The first step is to get a good grip on where you cash flow currently stands and where it is likely to go in the future. Quite often small and mid-sized businesses aren’t prepared for all the costs associated with growing quickly.
The forecast could be as simple as paper and pencil for the smallest company, but others will want to put together a more formal cash flow projection. A rolling 12-month forecast is the best practice for most companies. If you start mapping things out week by week, you’ll see where to expect surges in expenses ahead of your big sales season and where several payments might come due all at once.
If you’re having trouble with cash flow, check to see how well your customer terms and supplier terms are balanced, recommends Analisa DeHaro, an associate principal with REL.
You’ll want to look at the terms you’re offering to customers and evaluate if they work for you and how your customers are performing to those terms. With suppliers, you want to see how their terms stack up against others in the marketplace. You might also discover that you’re missing out on a discount if you were to pay even earlier. That might run counter to your goal of shortening that receivables-payables gap, but the money involved might be worth it.
In order to shorten your receivables period, you’ll need to have a good collection system in place. DeHaro says you should ask yourself:
Keep in mind that these are not only ways to improve how quickly you get paid, but your customer service as well.
Enforcing payment discipline should also be part of your payables operations. A sloppy AP department might miss out on discounts and habitually paying late could hurt you the next time a contract comes up for renewal. By paying on time, you can build a relationship and negotiate for future discounts or payment terms better suited to your business cycle.
You probably won’t get too far if you try to tackle your cash flow as a whole. You’re better off segmenting suppliers, customers and inventory.
When looking at your inventory, you want to observe the volatility of sales.
When breaking down your suppliers, you want to separate them into your regular suppliers versus your one-off buys. With your strategic suppliers, you’ll have a better chance of negotiating better terms and discounts.

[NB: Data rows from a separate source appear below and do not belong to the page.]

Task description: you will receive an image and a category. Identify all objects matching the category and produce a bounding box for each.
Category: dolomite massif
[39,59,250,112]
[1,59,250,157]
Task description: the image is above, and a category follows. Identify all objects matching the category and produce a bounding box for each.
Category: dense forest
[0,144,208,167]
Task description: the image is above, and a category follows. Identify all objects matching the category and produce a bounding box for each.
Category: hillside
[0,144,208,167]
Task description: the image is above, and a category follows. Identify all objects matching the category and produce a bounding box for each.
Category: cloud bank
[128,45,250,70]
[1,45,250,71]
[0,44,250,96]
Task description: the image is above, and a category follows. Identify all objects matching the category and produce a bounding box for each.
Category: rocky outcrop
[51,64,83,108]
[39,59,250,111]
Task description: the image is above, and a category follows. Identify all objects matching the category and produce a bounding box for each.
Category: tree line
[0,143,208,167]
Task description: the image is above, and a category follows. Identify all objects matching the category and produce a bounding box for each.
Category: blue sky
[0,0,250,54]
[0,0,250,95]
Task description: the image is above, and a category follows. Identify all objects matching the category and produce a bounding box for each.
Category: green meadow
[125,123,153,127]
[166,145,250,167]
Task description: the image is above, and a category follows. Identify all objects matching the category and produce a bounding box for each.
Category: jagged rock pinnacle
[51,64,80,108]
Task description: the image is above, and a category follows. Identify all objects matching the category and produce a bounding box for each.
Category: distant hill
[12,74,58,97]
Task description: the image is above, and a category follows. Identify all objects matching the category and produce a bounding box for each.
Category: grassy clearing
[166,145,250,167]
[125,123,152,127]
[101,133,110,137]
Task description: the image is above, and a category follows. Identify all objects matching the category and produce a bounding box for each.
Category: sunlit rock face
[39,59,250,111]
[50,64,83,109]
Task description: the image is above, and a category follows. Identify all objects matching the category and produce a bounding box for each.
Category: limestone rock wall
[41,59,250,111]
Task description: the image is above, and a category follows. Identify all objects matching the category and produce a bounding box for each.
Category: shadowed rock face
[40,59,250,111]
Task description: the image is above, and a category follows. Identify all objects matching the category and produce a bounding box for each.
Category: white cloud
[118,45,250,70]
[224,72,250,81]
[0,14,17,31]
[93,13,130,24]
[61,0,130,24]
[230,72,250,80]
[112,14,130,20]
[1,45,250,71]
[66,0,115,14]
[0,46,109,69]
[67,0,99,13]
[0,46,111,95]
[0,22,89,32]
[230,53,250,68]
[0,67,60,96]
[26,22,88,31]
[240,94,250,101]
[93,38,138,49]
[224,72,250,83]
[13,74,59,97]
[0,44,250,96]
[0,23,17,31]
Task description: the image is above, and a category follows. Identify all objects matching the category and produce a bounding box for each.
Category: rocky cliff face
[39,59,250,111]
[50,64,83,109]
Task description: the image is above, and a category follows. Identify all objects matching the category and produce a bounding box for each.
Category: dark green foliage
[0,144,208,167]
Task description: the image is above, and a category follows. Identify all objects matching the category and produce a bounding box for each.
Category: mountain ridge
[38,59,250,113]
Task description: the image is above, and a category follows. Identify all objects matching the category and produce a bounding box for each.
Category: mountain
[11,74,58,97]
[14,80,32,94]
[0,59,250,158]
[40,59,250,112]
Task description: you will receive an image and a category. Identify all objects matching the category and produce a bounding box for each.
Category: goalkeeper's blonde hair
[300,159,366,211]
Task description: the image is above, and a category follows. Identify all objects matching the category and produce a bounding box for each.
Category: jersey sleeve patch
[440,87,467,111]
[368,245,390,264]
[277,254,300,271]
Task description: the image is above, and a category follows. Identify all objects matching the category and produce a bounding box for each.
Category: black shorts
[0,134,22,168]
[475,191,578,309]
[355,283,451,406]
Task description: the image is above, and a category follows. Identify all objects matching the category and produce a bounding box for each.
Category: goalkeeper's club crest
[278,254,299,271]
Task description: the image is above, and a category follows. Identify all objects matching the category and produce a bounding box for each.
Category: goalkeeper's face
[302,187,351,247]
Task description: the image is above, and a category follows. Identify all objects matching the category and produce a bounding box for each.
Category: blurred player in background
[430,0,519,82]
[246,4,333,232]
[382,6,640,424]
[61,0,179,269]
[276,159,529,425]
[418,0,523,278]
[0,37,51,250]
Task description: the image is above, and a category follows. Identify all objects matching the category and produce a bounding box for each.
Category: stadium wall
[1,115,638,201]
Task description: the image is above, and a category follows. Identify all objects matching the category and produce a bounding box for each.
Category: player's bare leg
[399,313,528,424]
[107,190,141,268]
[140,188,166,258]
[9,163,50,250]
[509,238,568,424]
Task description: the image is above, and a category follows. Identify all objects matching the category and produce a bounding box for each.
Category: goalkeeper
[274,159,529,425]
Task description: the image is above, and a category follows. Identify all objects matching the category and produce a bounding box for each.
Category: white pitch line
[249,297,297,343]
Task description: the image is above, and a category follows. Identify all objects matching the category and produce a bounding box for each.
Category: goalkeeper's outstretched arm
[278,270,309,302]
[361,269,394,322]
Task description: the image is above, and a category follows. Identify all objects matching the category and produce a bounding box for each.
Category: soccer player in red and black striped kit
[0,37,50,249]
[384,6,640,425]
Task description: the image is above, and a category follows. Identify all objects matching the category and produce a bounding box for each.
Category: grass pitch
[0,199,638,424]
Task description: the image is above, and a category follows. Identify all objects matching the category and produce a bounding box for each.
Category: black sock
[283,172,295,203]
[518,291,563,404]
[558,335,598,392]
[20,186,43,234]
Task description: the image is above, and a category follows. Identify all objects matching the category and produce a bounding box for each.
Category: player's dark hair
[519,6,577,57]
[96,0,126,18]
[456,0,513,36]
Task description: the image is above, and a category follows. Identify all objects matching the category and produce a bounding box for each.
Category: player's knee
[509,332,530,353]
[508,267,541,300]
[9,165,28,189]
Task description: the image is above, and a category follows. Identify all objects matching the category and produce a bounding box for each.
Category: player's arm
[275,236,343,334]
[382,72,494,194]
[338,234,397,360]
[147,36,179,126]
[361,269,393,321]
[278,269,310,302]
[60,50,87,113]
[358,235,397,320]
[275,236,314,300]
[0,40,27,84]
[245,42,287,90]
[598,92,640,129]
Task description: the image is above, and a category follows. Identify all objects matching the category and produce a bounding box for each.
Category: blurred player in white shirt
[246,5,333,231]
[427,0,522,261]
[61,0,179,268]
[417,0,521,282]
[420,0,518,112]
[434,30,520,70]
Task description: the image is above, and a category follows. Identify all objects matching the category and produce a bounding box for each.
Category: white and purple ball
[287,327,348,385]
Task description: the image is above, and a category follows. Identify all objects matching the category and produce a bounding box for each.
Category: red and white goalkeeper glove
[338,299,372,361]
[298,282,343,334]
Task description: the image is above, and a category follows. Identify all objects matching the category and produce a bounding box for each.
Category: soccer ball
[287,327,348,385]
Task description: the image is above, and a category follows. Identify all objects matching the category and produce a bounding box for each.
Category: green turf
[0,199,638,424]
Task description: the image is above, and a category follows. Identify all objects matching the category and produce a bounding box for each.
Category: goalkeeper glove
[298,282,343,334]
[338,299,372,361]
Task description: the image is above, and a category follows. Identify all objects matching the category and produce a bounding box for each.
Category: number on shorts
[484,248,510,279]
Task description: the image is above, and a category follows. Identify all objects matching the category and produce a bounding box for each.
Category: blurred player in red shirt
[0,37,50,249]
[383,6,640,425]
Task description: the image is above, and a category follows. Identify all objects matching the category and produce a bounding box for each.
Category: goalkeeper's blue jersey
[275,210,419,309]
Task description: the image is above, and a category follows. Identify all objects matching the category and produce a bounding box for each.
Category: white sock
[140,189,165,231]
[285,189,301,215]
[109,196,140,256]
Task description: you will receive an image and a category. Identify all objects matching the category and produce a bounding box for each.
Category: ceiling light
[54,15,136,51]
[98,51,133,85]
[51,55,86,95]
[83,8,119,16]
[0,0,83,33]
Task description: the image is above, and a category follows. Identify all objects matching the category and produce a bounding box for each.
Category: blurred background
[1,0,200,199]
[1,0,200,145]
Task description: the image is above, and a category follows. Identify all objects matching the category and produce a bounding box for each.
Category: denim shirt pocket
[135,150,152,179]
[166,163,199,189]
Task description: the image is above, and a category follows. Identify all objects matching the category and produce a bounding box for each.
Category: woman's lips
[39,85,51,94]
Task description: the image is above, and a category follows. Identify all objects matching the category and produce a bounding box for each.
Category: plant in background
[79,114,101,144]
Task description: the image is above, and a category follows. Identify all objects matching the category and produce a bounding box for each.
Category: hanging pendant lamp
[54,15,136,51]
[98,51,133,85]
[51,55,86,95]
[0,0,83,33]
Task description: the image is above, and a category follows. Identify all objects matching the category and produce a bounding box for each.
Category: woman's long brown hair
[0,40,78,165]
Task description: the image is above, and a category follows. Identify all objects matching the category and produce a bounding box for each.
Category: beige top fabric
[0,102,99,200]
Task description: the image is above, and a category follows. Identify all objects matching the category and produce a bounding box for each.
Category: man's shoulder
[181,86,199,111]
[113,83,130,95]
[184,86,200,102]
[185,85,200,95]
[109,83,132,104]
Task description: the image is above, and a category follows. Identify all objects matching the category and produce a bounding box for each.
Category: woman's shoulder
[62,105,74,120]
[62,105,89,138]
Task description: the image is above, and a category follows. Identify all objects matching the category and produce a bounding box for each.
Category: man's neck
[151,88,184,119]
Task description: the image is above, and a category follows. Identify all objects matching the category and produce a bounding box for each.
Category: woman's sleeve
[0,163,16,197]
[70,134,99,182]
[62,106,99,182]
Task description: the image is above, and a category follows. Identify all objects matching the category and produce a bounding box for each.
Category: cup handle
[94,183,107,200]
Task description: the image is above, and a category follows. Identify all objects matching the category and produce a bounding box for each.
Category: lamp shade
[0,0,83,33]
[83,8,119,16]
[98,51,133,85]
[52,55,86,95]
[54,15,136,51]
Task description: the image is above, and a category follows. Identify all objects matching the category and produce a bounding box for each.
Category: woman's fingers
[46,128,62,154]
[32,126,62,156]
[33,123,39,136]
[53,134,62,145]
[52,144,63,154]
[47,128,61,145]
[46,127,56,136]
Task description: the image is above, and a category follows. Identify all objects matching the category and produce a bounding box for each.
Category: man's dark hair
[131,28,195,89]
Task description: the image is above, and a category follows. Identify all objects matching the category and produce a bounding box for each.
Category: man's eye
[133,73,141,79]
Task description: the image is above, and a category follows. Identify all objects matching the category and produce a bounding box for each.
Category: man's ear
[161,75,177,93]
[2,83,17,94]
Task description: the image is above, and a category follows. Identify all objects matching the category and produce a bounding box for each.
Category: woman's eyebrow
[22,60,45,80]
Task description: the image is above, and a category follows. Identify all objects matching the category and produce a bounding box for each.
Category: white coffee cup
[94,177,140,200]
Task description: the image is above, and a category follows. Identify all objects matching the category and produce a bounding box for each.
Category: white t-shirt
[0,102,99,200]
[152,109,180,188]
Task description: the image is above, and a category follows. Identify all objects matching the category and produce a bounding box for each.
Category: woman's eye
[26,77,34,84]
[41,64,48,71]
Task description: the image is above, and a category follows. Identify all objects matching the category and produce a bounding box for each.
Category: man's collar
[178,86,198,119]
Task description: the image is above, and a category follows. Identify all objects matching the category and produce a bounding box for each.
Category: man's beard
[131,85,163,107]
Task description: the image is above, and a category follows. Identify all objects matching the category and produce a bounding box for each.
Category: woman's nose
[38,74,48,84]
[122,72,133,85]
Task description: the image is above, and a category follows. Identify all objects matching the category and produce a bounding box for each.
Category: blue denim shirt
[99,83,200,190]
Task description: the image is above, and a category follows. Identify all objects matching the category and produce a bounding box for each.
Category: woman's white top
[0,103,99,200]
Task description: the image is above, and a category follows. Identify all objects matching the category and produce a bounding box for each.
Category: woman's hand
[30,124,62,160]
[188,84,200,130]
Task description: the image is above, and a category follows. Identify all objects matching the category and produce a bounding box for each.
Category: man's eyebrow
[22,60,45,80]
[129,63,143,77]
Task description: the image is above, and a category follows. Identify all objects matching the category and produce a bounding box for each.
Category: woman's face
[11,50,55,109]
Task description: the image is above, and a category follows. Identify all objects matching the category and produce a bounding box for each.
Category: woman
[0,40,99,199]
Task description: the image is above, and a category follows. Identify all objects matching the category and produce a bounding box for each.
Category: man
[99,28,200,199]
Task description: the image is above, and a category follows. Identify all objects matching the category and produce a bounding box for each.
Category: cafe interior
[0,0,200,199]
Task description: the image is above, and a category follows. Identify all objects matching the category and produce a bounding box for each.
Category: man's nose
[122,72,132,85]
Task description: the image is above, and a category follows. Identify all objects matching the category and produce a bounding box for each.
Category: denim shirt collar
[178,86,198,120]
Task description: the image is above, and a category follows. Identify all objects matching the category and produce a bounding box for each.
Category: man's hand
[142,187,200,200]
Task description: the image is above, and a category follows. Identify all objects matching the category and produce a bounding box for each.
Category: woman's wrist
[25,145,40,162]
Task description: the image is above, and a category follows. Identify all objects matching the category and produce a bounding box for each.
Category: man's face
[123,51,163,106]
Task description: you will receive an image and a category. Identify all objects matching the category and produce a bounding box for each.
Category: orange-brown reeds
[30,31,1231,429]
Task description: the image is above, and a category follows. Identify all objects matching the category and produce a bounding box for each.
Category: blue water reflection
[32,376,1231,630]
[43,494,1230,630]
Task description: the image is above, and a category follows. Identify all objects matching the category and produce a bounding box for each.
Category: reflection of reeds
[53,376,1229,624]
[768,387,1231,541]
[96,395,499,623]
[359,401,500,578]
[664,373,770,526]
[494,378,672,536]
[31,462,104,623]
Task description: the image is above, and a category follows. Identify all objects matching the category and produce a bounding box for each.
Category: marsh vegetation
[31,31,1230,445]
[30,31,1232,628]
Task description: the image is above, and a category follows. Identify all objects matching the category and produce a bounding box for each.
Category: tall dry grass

If improving cash flow is a priority, make sure all of your employees understand that. Remember that your employees will be motivated by the targets you set for them. Obviously, collectors should have collection targets. But even your sales staff should be on board. If a salesperson only has a revenue goal, he or she will work to meet it, regardless of whether the invoices are paid on time or in full. Instead, institute a policy where, if something is written off, the revenue is backed out of commissions.